About the Game (From the Steam Store Page)
The land of Yuria has been invaded and is now ruled by the iron fist of Death Adder, who secured his throne by seizing the Golden Axe™.
Three brave warriors now rise to the challenge of defeating Death Adder and his soldiers and returning peace to the Kingdom.
What Was I Thinking When I Bought This
It was free. I really don't know what I was thinking (in the colloquial sense), because even at a zero dollar price point, I didn't want it. I could say that I thought it wouldn't do any harm, but even that's not true. I knew, even then, that I did not want to play it, but I guess I was just filled with hubris. I was making such fine progress on the blog that I thought I could handle it. I never foresaw a day when I would be near-exhausted, dragging myself to the finish line, only to have this massive roadblock in the way.

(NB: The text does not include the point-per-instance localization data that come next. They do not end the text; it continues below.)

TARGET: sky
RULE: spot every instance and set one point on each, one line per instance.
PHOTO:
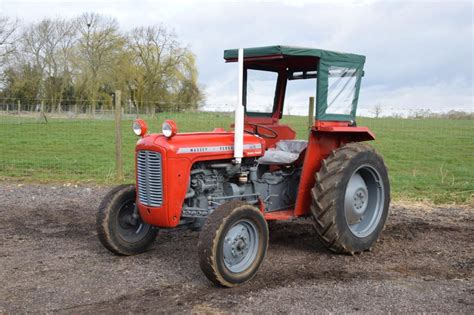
(420, 54)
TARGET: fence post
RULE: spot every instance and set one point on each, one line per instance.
(118, 135)
(310, 113)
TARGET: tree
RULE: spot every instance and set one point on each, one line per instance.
(99, 45)
(7, 41)
(377, 110)
(163, 70)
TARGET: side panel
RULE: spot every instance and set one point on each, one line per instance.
(321, 144)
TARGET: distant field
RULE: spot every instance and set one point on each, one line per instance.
(427, 159)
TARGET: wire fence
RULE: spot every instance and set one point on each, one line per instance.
(428, 158)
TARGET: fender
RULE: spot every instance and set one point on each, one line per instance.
(178, 154)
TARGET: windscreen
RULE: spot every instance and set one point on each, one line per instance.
(341, 90)
(260, 91)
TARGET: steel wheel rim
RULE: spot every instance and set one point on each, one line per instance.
(240, 246)
(130, 231)
(364, 201)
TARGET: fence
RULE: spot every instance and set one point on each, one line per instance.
(427, 158)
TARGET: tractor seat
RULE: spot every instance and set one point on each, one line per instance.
(285, 152)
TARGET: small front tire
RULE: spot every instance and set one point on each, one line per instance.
(233, 244)
(119, 226)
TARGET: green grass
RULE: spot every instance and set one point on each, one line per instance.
(427, 159)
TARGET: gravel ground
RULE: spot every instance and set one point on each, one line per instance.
(52, 261)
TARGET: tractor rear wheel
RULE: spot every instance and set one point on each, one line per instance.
(119, 226)
(350, 198)
(233, 243)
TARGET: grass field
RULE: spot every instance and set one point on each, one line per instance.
(427, 159)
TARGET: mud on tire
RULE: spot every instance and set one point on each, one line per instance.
(219, 238)
(114, 228)
(335, 219)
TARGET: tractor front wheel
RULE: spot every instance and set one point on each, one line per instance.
(233, 243)
(119, 226)
(350, 198)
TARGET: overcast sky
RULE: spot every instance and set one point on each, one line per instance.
(419, 53)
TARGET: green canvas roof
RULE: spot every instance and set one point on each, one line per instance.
(324, 55)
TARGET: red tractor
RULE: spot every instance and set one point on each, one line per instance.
(229, 184)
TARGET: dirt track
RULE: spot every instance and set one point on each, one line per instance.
(51, 261)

Expectations and Prior Experience
As you might have gathered, I am not hopeful. I know Golden Axe. I've played Golden Axe. I can't say whether I've played this exact game, but if I haven't, then I'm sure it was a sequel, or a knock-off, or the game that it itself is knocking off. Either way, it's a late 80s/early 90s era side-scrolling brawler - a genre that . . . I'm not going to say bad things about except that it's definitely not for me.
What I will complain about is arcade games, an evil fucking blight on the creative potential of the medium with a revenue model that makes free-to-play microtransactions look humane and considerate by comparison. The one unforgivable sin of early home consoles is the way they just directly and uncritically ported these concentrated bundles of anti-fun and inflicted them upon unsuspecting children, who subsequently grew up to think that unforgiving difficulty curves, lack of save points, and a gambling-esque system of limited continues somehow constitutes "classic" (or, god-forbid "hardcore") gaming. Once The Legend of Zelda came to exist, console games no longer had any excuse to suck.
But maybe I'll be pleasantly surprised. I know a lot of old arcade games have their devotees, and that must be for a reason. And I'll be playing it on an emulator (Sega's official one, to be precise), so maybe I'll do like I did with Landstalker and abuse the save states to make it a more enjoyable experience. Or maybe I'll just tough it out. It's not like I have a stack of quarters on the line. If I stall out at the first level and just have to replay it over and over again, like I'm Johnny Gat in eternal side-scrolling purgatory, then at worst it will be reducible to the sensual experience of pressing buttons, which isn't too bad, all things considered.